CVII. Après cela, Thucydide fit à Eion les dispositions nécessaires pour la garantir d’un coup de main dans le présent, si Brasidas venait à l’attaquer, et pour s’en assurer la possession à l’avenir. Il y reçut ceux qui voulurent quitter Amphipolis, conformément aux clauses de la capitulation, Brasidas fit à l’improviste une tentative sur Eion. Il descendit le cours du fleuve avec un grand nombre de bateaux, dans le dessein d’occuper la pointe de terre qui s’avance en dehors des murailles, ce qui le rendait maître de l’embouchure du fleuve. En même temps il attaqua par terre  ; mais il fut repoussé des deux côtés et s’occupa de mettre Amphipolis en bon état de défense.
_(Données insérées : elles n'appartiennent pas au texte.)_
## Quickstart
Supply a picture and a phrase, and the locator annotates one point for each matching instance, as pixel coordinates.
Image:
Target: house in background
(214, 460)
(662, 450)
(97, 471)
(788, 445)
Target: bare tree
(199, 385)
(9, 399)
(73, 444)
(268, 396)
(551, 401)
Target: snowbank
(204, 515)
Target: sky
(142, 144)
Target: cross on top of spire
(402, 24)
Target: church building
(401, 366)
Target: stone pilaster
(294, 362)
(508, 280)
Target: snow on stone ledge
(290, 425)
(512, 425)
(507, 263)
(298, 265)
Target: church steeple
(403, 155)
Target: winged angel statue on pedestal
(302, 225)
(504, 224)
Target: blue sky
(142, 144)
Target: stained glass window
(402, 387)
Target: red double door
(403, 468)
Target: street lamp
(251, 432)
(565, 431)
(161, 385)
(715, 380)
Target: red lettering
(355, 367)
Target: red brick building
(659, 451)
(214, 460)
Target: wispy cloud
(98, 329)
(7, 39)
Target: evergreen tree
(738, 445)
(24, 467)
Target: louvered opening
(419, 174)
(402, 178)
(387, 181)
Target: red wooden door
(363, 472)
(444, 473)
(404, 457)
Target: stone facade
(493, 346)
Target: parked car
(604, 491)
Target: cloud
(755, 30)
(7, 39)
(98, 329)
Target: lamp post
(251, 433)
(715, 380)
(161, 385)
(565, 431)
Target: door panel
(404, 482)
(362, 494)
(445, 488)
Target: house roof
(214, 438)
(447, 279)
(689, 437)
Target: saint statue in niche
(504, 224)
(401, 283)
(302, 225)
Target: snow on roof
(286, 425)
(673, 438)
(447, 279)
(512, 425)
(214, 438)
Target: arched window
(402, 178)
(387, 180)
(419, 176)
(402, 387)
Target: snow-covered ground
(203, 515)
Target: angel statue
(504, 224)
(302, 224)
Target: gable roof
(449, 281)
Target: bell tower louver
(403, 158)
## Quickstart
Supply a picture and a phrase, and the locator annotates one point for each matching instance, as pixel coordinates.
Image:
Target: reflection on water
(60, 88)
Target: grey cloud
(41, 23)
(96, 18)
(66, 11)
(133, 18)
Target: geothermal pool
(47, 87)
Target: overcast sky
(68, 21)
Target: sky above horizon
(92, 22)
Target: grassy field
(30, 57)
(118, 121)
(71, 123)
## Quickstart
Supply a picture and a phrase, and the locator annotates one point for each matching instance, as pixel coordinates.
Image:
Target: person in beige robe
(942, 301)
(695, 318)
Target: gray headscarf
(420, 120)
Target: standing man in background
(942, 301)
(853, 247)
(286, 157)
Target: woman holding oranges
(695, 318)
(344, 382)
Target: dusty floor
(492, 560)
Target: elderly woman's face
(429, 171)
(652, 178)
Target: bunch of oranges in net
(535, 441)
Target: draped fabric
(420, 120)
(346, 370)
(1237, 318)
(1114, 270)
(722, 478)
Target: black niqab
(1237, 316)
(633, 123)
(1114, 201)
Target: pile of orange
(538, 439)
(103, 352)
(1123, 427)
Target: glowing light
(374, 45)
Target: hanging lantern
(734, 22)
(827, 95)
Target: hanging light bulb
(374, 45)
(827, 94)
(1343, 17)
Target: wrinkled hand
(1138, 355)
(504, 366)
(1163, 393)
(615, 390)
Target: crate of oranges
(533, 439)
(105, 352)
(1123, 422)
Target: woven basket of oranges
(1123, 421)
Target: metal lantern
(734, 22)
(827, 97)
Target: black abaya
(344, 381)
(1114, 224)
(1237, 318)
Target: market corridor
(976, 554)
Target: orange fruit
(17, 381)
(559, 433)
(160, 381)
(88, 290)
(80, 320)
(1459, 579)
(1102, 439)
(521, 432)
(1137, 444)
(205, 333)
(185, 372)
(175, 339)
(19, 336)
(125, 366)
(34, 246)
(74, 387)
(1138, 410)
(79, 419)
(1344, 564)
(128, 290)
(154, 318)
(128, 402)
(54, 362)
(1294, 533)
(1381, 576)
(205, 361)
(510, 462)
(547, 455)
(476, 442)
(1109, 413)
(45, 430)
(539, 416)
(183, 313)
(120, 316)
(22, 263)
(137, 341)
Myrcinus, ville de l’Édonide, se soumit à lui, après la mort de Pittacus, roi des Édoniens, tué par les enfants de Goaxis et par sa femme Brauro. Gapsélus et oesymé, colonies de Thasos, en firent autant, peu après. Perdiccas était venu, aussitôt après la reddition d’Amphipolis, et contribua à lui assurer la soumission de ces places.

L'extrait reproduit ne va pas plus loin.